PERHAPS Manchester United should follow the example of other leading members of the British aristocracy and go on television to explain themselves. What right have they, neutral observers would want to know, to play as they did so thrillingly, if so briefly, at Old Trafford yesterday?

This season began amid confident forecasts that it would be one of consolidation for United, of ensuring they did not fall too far off the pace. But since the opening-day defeat at Villa Park they have, as members of the nobility appear wont to do these days, confounded all expectations. For 10 minutes against Southampton they were as majestic as they were irresistible, and by the end of them United were also three goals up.

They were helped by a casual Southampton approach which bordered on slovenliness. The visitors were without their key performers, the suspended Matthew Le Tissier and the injured Barry Venison, whose stiff back prevented his participation, and could not have let these absences show earlier had they rehearsed it in training. But the speed, fluency and accuracy of United's opening manoeuvres were quite as significant as anything Southampton did not have to offer. Most of the home side may be young, vibrant and hungry, but at the hub of it all were Eric Cantona, most noble of the lot, and the excitingly regalvanised Ryan Giggs, who was given a free role by his manager, Alex Ferguson.

"I'm enjoying where I'm playing," Giggs said. "I've not got a favourite position - I don't mind where I am as long as I'm in the team. This new position seems to get me more involved and when we play like this it's great to know the crowd get a buzz."

Giggs and Cantona were both involved in the 15 seconds it took United to take the lead. Paul Scholes swept a long ball from out on the right beyond the far post. Cantona had first to retrieve it and then control it. This he did in one, nonchalant, movement and then pulled the ball back into the path of Giggs, whose curling shot screeched past Dave Beasant.

Barely three minutes had passed before the Welshman, flying in a midfield role rather than down the wing these days and relishing it, had scored a second. He deprived Richard Hall of the ball, caught glaringly in possession, just beyond halfway. The Southampton defence was in every place except where it ought to have been as Giggs charged his way to goal without either looking like being caught or missing when he got there.

In the sixth minute David Beckham hit the bar and before the ninth was out, Scholes had increased the lead to an untouchable three with his seventh Premiership goal of the season. His close-range strike was clean as a whistle but Cantona's deft little flick across the six-yard box which allowed him to make it was a delight.

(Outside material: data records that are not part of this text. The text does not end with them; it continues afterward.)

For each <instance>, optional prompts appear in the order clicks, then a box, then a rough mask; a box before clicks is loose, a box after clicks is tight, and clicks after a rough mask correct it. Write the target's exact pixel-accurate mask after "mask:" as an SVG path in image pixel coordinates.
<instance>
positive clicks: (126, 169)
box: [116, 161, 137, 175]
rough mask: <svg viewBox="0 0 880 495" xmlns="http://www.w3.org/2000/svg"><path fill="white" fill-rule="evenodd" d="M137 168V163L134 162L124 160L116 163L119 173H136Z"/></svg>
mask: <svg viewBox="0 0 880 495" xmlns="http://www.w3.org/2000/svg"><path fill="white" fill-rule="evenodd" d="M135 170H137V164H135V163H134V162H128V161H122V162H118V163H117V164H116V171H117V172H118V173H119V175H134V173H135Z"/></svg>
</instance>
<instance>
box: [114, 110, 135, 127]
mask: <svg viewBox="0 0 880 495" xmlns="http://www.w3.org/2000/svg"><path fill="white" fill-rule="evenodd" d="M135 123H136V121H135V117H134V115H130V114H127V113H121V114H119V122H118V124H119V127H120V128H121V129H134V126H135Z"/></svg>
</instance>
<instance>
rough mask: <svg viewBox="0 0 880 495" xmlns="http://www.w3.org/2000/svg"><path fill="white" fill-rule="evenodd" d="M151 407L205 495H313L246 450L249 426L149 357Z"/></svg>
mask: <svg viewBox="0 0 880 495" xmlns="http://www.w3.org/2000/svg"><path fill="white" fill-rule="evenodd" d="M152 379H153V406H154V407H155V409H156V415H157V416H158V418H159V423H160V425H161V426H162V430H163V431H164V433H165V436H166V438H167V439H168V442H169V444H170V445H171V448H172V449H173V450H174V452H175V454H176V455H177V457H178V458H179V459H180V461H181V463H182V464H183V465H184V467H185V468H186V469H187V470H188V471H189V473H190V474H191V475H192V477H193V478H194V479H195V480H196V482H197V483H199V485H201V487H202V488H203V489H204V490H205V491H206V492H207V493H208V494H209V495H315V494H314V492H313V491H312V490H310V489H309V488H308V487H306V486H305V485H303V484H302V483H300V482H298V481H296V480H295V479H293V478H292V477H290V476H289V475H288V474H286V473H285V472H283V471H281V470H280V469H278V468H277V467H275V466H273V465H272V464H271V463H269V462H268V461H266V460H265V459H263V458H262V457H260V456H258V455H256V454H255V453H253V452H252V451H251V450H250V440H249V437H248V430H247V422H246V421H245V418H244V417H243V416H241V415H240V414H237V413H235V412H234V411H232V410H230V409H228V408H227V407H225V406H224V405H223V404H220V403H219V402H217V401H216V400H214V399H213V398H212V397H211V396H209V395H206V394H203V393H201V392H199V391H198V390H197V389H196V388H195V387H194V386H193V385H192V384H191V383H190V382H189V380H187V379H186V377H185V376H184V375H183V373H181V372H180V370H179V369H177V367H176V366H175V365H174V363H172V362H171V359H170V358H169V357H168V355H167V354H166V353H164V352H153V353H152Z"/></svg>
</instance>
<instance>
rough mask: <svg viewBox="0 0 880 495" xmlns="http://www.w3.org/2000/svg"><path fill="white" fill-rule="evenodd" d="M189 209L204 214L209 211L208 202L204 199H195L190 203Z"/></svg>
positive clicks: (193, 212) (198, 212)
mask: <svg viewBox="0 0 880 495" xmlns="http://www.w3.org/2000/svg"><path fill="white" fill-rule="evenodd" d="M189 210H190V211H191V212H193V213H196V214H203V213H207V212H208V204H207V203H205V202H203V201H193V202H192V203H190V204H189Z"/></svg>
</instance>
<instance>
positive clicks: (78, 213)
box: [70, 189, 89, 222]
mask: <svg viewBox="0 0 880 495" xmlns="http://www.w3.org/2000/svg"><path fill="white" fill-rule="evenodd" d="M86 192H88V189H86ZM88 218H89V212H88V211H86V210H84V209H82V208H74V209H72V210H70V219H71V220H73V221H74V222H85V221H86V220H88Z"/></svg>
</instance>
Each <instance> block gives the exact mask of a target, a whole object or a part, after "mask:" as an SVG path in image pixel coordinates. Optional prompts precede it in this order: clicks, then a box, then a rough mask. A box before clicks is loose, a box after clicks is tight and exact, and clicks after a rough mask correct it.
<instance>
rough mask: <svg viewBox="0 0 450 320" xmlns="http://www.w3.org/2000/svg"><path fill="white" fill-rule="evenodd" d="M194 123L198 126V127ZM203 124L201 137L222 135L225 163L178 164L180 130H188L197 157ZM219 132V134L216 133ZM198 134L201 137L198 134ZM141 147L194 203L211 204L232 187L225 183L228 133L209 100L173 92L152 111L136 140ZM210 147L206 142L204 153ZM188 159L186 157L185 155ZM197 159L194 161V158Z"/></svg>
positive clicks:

The question now became one of whether United's young tigers could beat the nine goals they sent past a beleaguered Ipswich last season. To which the answer was soon to arrive in the negative. Maybe it was too much to expect such a thunderously lucid start to continue, maybe Southampton somehow regained a modicum of composure and tenacity. But whatever, the game drifted.

For long enough it became as tepid as once it had been scalding and Ferguson, could not quite conceal his disappointment afterwards. Cantona spent much of his time threading through-balls for Andy Cole to little effect, but at least the striker managed a goal when he headed in a corner from Beckham. He still, however, slightly conveys the impression of a man unsure whether to pass or to strike, a forward's worst nightmare.

Southampton scrambled a belated goal through a close-range prod from Neil Shipperley. But by then the match was 85 minutes old and had been over for 77 of them.